Old Town ward councillor Jim Brown proposed the motion at the meeting, calling on Mr Hinds to rescind the academy order.
“This is not academisation by choice,” he said.
“This is forced academisation, with the school and the community given no choice about who will take over.
“There is no evidence, locally or nationally, that academisation improves performance or outcomes for and the wellbeing of young people.
“All schools should be good community schools working together to improve the life chances of our young people.
“As Barclay is improving, the Secretary of State has the power to rescind the academy order as has already been done in 18 other cases. He should do that right now.”
Old Stevenage councillor Joshua Bennett-Lovell – who has attended staff strikes and supported the Hands Off Barclay campaign – expressed his disappointment at Mr Hinds lack of acknowledgment.
In a post on his Facebook page, Mr Bennett-Lovell said: “We marched, rallied, teachers took five days of strike action, multiple public meetings were held, national press covered the story, Hands Off Barclay made it into the local paper every week for the past two months.

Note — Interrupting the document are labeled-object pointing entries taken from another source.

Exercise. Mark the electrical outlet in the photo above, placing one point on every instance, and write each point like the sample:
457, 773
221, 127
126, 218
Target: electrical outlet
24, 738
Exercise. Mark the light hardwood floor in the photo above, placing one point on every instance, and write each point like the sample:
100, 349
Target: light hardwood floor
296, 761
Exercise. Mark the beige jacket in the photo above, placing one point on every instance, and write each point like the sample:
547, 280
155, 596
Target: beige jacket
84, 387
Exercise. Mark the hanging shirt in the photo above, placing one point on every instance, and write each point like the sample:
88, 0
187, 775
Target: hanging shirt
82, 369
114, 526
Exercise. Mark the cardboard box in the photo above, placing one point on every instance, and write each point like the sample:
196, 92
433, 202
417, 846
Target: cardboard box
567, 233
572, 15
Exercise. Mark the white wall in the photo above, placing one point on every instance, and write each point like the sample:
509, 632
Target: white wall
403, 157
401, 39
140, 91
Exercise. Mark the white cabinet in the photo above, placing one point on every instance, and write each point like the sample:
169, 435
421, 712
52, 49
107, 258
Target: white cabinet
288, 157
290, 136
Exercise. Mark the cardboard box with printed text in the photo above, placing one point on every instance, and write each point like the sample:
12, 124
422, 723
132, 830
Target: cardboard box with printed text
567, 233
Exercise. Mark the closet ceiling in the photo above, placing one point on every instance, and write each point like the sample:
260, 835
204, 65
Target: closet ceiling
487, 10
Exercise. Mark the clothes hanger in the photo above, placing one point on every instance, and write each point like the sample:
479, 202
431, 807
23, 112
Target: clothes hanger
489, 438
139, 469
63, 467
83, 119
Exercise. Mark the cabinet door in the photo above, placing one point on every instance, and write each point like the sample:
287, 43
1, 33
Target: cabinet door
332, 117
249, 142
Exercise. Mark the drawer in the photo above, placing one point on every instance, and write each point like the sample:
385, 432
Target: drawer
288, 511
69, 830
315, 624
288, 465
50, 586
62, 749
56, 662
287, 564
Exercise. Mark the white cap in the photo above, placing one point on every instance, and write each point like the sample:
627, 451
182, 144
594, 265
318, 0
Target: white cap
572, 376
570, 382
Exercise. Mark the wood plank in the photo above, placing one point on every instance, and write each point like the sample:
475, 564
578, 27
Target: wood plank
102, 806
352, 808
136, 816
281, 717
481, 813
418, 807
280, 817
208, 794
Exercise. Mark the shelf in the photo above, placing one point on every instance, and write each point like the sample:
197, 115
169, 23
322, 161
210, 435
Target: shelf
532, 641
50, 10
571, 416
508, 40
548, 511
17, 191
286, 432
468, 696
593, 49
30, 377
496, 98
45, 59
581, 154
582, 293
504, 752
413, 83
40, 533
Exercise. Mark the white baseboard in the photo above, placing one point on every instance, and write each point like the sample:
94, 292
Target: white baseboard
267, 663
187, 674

“Hundreds of letters sent to the MP and Schools Commissioner, and over 2,900 people demanded that the Secretary of State rescind the order on a petition, 1,500 of which were delivered by hand to Damian Hinds himself, all since November.
“No acknowledgement to the petition. Freedom of Information requests blocked. Staff forcibly moved onto new contracts. The shady nature of the decision, locked in a cabinet somewhere in the Department for Education, away from public scrutiny.”
He continued by calling for the school’s community to stay strong.
“What is important now is that the Barclay community remains strong and sticks together throughout the next period where significant changes to our school will be attempted, as have been attempted in all other places where FAT have taken over.
“Parents and staff have shown how effective and powerful they are when working towards a common goal, a lesson that cannot be lost.”
National Education Union, who have been backing the Hands Off Barclay campaign described the takeover as a “sad day”.
NEU regional secretary, Paul McLaughlin told the Comet: “It is a very sad day today, as local democracy and accountability has been lost due to the forced transfer of The Barclay School to Future Academies Trust.
“This case highlights a dysfunctional system where schools can be forcibly removed from communities at the behest of non-accountable political appointees.
“The school no longer belongs to the Stevenage community however the campaign to ensure that the pupils receive a great education continues and our members will work with the new employer to achieve that.”
Following their takeover today, a spokesman from Future Academies Trust said: “We are delighted to have welcomed Barclay Academy to our family of schools on February 1.
“We look forward to working alongside the senior leadership team and all staff at Barclay Academy to continue and accelerate the much-needed improvement in the quality of education for all students and to lead the school to outstanding.”